Ja, ist geplant, ich möchte in Furtwangen die 90er fahren, und so wie es aussieht werden da deutlich mehr von uns sein, als in Singen - könnte sein, dass es da schwerer wird mich zu erkennen. Der blaue Helm ist auch hin, den hab ich am Mittwoch zerstört, nun hab ich auch einen in Orange... 

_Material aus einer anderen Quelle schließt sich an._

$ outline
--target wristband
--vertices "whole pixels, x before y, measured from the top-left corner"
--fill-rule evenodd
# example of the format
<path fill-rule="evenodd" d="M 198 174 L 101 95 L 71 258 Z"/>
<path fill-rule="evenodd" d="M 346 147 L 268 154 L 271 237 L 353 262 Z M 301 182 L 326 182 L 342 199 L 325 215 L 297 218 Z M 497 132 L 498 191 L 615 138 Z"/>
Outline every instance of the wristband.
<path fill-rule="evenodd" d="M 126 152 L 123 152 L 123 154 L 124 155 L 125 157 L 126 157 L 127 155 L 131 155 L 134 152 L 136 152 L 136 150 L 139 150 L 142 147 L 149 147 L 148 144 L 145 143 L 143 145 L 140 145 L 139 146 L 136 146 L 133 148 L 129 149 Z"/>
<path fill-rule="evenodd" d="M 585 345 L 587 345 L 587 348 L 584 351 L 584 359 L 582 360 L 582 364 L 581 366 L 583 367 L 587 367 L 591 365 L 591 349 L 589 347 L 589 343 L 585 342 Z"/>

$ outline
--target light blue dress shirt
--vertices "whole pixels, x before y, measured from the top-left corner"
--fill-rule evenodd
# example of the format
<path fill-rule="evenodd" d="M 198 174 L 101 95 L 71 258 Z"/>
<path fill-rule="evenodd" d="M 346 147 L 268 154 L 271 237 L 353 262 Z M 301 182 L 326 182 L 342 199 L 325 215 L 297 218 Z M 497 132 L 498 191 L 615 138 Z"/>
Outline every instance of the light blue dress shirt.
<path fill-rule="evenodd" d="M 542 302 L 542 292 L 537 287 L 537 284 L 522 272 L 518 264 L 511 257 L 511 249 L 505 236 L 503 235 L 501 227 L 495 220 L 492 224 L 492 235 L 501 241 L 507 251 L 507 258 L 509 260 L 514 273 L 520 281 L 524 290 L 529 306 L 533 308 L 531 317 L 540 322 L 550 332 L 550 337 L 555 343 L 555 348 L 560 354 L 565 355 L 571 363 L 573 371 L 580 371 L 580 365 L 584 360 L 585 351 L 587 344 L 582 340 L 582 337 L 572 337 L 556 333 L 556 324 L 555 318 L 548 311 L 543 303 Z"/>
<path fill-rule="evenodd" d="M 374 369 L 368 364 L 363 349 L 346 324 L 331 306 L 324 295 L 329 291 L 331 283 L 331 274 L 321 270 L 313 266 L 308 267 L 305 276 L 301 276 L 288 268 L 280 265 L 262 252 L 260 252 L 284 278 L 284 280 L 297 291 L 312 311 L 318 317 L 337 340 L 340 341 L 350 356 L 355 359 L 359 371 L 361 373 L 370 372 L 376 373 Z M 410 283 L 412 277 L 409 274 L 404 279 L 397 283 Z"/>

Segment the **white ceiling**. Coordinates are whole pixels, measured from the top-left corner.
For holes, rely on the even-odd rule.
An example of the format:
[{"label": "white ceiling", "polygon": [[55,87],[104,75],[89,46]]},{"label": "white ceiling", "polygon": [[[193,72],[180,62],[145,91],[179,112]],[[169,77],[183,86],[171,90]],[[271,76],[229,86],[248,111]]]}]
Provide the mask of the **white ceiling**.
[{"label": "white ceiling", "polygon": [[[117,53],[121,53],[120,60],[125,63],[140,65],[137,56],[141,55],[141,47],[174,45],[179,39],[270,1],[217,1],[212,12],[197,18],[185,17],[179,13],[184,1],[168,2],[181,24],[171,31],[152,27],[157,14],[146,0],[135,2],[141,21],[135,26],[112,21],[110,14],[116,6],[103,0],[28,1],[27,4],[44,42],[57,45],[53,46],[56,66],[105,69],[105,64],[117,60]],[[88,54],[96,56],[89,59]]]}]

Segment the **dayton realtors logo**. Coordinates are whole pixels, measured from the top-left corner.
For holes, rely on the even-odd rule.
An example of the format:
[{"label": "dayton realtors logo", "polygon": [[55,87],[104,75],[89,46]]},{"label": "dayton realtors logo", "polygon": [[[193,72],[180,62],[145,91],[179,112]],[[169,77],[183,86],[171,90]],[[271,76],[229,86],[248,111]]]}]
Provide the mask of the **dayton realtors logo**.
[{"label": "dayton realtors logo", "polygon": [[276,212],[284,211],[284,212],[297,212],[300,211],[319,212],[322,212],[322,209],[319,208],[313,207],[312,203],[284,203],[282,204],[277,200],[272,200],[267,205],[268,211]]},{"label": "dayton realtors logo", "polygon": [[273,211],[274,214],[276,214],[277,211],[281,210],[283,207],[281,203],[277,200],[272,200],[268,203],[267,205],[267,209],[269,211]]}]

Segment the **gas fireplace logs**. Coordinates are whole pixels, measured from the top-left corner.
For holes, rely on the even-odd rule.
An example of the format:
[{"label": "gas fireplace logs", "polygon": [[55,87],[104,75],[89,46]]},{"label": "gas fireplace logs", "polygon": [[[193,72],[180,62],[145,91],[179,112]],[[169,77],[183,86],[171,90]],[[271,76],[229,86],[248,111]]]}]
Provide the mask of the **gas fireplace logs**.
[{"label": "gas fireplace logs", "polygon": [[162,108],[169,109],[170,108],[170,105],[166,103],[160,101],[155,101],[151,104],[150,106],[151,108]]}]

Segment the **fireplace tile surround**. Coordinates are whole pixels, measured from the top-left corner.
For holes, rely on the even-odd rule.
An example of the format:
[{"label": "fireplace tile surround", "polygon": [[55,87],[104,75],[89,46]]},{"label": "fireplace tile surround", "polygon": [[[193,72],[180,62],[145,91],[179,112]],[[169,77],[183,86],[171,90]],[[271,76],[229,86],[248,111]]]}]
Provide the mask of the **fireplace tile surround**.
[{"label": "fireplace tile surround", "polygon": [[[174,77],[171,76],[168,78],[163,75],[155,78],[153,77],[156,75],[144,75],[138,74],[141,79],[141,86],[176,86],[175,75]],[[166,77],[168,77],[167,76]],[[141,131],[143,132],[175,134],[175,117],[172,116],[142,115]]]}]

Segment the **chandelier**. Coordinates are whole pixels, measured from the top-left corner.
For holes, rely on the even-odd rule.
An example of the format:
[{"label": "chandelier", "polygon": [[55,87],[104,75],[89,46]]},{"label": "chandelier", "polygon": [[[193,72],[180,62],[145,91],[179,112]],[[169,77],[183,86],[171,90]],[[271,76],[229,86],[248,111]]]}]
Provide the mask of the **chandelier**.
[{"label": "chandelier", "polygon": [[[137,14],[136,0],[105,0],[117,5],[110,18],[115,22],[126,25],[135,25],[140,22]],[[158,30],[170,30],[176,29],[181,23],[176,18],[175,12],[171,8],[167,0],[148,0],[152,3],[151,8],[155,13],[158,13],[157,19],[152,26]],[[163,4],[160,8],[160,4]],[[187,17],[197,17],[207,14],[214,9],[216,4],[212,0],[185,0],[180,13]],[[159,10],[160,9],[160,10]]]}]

Und bist mitgefahren und wie ists gelaufen?  

Grüße
Martin


----------



## klaus_winstel (9. September 2007)

Schwarzwa.biker schrieb:


> Wow hast Du gute Augen, wenn man die Größe des Avitarbildes bedenkt, und dass man da eigentlich nix sieht! Aber gut, ich bin als erstes vom Team reingekommen - Marc, der stärker ist war auf der Langstrecke unterwegs - und einige andere sind nicht gefahren...
> 
> Ahja ok.
> 
> ...



Hör mir blos auf! Ich hab 4 Schläuche gebraucht! auf 90km - d.h. alle 22,5km einen...
Reifen augeschlitzt, dachte es wäre ein Durchschlag weils so schnell ging, und dann gleich wieder ein Platten - dann hab ich was in den Reifen gelegt, hat auch ne Weile gehalten, irgendwann hatte ich wieder einen Platten, dann hab ich noch einen Schlauch beim Aufpumpen gekillt (das Ventil ist beim Abziehen der Pumpe abgerissen) der 5. hatt dann gehalten     
Reine Fahrzeit super, unter 4h - also was solls...


----------



## arnte (19. September 2007)

ich kopier mal kurz von der alb-gold website:

AKTUELL: Streckenbesichtigung am 23.09.

Am Sonntag, 23.09.2007, werden wir von Münsingen aus eine in Gruppen geführte Streckenbesichtigung anbieten. Start ist um 9.30 Uhr an der Alenberghalle in Münsingen. Gefahren wird in Gruppen unterschiedlicher Leistungs- klassen auf der Kurz- und Mitteldistanz.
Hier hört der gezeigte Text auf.